Jun 13, 2011

Lets talk about your gazelle

Having already covered a considerable distance, we both realized about at the same moment the potentially insane setup of the situation: two European girls shoulder to shoulder and hip to hip with five big Moroccan men crammed inside a car that claims to be a taxi driving us to Imlil. We had even fought a few hard battles for the right to pay a fair enough price to get a place in each of the dubious vehicles that we had to take and that some random dude loitering nearby pointed us to. All of them might equally have been waiting for just such an opportunity to kidnap a bride for personal use or for exchanging on a camel fair.

A strong white woman, not locked up to anything and no apparent owner nearby, is not something you'd walk by on a street without at least trying to pick it up.

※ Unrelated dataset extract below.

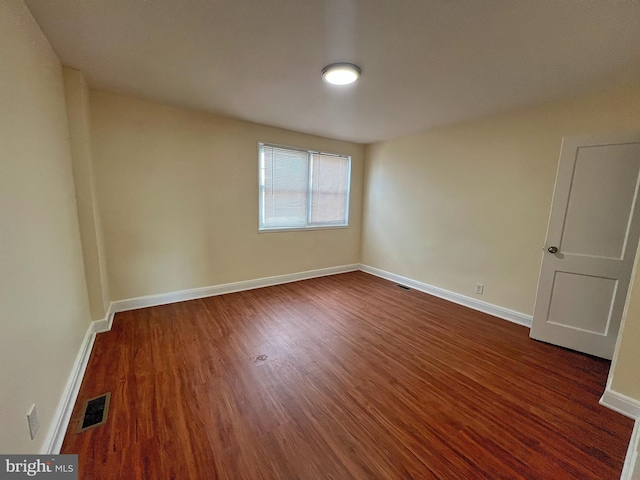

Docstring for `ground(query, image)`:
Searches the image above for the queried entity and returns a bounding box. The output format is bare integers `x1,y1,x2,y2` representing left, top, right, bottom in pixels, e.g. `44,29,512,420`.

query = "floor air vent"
76,393,111,433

It is an expensive trade article. "Très belle gazelle, plus que mille chameaux!" ["Very pretty gazelle, more than thousand camels!"] was a starting offer that a slightly indignant Alice got for me when she herself had already been sold by Jesus to an eager berber for mere 40 camels. In this country you will always get ripped off to the bones without an accountant in your mind, ready to jump head first into a haggling fest with a ready list of current prices. As luck would have it, Alice was once again saved by Fortuna when the men agreed on exchanging the gazelle and the camels later by post. Another point to learn from here - this is what it means to be an escort of a gazelle. In a country where everyone wants to sell you something, a gazelle is a rare valuable they would like to buy.